While I was inside, he ran in the garage.
At this moment, I ran outside too, and closed the garage; with me, and him inside.

It took me about 15min, but I managed to corner him, and scruff him.
He didn't put up a fight at all.
He let me pick him up, and put him in a box. 
I brought him inside, cleaned him with dawn
(No fleas!)
He does have some little tiny bald spots on his ear.
Hoping it's not ring worm.
I've also noticed dandruffy little knots of fur coming off him when I would flea comb him. 

He's beautiful!
He looks like a black cat, but he is actually a very, very dark brown, and his under layer of fur is grey! 
It's the weirdest combination I've ever seen!

We named him "Willow".
No hissing, or anything.
He lets you pick him up with no issues, and doesn't struggle, or freak out around people. 
I think he is around 2 1/2 months old, because he doesn't seem feral at all!
Although his eyes aren't blue, they're more of a greenish, yellow.
I'll let you guys decide!

Hopefully he doesn't have ring worms!


----------



## Lotu (Apr 26, 2013)

Cutie  Do you plan to keep him?


----------



## Dicesmom (Feb 28, 2012)

Adorable! I would take him to the vet and get him checked out to be safe. 
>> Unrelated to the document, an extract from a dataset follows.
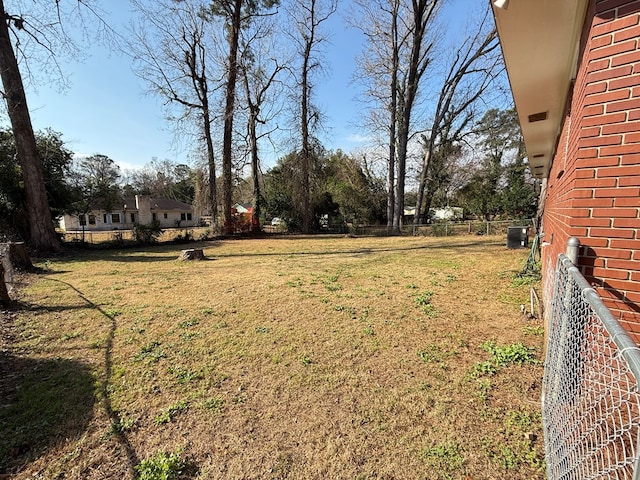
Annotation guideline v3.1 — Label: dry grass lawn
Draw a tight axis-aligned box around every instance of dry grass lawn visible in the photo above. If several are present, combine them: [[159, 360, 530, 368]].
[[0, 236, 544, 480]]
Sent from Petguide.com Free App


----------



## gizmothecat (Jun 26, 2013)

Very cute!!! Poor thing!


----------



## Sylvie'smom (Sep 9, 2013)

So glad you were able to rescue Willow without too much trouble - he is adorable!


----------



## ZeroTransPat (May 9, 2012)

Lotu said:


> Cutie  Do you plan to keep him?


Nah, we usually do adoptions as soon as everything is taken care of!


----------



## ZeroTransPat (May 9, 2012)

Dicesmom said:


> Adorable! I would take him to the vet and get him checked out to be safe.
> 
> Sent from Petguide.com Free App


He already went for a special bath for his skin problems 
(he has white spots on his ears) 
and he's going again next week.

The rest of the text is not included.